The next match was the long dreaded rematch between Test and Scott Steiner, the winner obtaining the services of Stacy Kiebler. Although it sounds silly, I thought that this was a good match, it was certainly miles ahead of thier encounters at Judgment Day and Insurrextion. In the build up to this match, Test was seen to be the over possessive boyfriend type, by mistreating Kiebler, getting himself much heel heat, and by doing this, we actually hear cheers for Scott Steiner as he makes his entrance to this match. Although a supposed baby face, Steiner hadn't heard cheers of this sort, since his entrance prior to his awful match at the Royal Rumble against Triple H (which also bagged worst match of the year in the Powerslam magazine reader's awards). For this he should thank Test, who did a sterling job of getting himself over as a heel.
The next match was for the Intercontinental title, Booker T against the reigning champion Christian, in Booker's very own home town of Houston. Not a bad match, Christian was a good choice for Intercontinental champion, most can liken his attitude to that of the Rock during his days as Interconinental champion in 1998. Good match this one.

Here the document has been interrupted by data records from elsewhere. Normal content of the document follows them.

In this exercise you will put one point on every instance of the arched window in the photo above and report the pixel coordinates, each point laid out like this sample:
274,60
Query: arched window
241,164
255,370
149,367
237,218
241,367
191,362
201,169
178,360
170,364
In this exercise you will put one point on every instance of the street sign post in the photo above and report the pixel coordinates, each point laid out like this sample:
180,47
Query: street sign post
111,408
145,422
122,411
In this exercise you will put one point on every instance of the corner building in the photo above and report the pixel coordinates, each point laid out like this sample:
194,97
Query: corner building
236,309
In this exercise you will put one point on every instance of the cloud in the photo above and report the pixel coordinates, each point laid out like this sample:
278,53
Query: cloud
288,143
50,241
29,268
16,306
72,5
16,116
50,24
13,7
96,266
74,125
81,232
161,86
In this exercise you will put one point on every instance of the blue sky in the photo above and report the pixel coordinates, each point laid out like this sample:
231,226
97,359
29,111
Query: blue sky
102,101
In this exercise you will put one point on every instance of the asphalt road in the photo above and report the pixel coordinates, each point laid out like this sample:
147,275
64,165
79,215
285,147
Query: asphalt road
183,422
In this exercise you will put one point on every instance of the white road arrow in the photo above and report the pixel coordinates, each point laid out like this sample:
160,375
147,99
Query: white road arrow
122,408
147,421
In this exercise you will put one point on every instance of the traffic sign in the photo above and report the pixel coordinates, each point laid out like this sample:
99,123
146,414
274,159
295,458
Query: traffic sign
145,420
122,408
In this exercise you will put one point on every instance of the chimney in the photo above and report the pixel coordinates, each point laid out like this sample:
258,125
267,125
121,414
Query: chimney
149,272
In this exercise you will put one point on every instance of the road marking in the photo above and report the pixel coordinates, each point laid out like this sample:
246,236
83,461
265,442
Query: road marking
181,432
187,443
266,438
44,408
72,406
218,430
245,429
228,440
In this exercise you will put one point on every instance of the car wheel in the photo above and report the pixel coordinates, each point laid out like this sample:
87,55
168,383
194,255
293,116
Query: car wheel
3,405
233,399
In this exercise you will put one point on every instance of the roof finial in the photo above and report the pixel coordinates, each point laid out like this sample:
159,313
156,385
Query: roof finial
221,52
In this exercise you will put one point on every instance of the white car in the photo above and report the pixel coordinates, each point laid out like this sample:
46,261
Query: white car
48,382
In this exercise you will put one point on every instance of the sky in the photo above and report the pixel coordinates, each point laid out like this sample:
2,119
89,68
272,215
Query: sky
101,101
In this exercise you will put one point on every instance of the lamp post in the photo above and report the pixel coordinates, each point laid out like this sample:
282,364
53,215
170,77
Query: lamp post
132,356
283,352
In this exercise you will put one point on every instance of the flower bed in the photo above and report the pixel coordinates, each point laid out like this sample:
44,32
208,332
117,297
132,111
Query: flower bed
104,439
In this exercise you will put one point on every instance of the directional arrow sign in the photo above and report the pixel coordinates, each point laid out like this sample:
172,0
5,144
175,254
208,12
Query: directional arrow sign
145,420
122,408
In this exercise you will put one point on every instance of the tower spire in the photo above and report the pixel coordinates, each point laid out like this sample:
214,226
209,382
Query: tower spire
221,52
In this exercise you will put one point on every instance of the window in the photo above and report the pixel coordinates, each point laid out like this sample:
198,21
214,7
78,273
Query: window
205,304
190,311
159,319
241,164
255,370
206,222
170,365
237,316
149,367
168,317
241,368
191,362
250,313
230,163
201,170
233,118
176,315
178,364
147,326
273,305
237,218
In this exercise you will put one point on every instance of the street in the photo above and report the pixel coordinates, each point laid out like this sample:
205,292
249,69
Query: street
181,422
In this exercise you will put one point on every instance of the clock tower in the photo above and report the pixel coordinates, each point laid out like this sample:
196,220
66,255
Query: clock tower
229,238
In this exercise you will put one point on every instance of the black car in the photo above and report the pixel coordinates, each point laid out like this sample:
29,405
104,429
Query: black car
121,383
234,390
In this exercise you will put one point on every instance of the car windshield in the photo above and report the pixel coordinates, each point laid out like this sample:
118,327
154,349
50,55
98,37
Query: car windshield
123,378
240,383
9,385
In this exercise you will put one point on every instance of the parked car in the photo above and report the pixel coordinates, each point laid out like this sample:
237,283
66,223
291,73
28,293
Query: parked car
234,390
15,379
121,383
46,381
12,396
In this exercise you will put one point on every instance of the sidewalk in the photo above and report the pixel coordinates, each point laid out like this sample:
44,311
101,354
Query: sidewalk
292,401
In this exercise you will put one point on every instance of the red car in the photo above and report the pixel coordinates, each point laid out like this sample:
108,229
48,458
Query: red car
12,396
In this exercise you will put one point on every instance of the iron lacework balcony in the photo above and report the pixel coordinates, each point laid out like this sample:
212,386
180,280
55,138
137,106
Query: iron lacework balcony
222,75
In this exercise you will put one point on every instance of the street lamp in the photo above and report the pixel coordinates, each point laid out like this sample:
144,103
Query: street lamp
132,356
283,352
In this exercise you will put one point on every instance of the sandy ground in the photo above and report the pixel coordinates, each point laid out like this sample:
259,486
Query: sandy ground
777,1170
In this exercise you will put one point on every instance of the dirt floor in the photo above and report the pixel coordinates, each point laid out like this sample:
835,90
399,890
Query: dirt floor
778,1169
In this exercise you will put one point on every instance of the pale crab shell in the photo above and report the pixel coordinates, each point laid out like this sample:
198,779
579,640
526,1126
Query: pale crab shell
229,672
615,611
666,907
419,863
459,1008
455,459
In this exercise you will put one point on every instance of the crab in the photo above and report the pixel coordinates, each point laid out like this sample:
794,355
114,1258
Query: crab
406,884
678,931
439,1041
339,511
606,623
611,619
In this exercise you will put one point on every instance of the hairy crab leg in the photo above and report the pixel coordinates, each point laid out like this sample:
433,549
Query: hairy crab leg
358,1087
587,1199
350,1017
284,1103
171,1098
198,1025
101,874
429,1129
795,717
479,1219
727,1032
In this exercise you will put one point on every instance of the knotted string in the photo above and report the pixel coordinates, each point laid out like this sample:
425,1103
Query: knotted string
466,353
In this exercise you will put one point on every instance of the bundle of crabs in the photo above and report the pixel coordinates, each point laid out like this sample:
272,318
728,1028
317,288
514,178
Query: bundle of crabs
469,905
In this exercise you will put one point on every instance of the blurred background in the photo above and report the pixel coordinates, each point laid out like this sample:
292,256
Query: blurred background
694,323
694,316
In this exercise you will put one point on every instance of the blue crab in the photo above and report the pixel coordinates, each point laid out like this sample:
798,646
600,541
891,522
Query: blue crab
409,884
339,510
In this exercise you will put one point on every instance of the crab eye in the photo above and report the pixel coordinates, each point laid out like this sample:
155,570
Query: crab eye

La Resistance vs Kane and Van Dam was up next, and this encounter couldn't hold a candle to their match at Insurrextion.
This match only seemed to serve to build up the tension between Van Dam and Kane.
The next match holds match of the night honours in my estimation, it was the much awaited match between Chris Jericho and Goldberg, and was thoroughly enjoyable. Jericho does a great job of advancing Goldberg's unstoppable persona, and the very authentic backstage heat between these two which actually resulted in a scuffle and pull apart a few weeks prior to this match brings a fantastic sense of reality to this match. Great effort from both participants.
The next match was also a long awaited one, pitting Michaels against Flair, a battle of the legends. This match does a sterling job of setting up the feud between Michaels and Orton, and is great performance from both competitiors. The match is a considerably long one, which is a suprise when you consider that Flair is one of the competitiors. This is an awesome match.
And then comes the main event, Triple H vs Kevin Nash inside the hell in a cell. A cut above their match at Judgment Day, and with Foley as the special guest referee, this is an enjoyable main event.
Once again, in between matches are the priceless exchanges between Austin and Bischoff, which also provide comedy to the pay-per-view. Although it didn't live up to the excessive hype, this event wasn't a bad effort, and is certainly worth a look.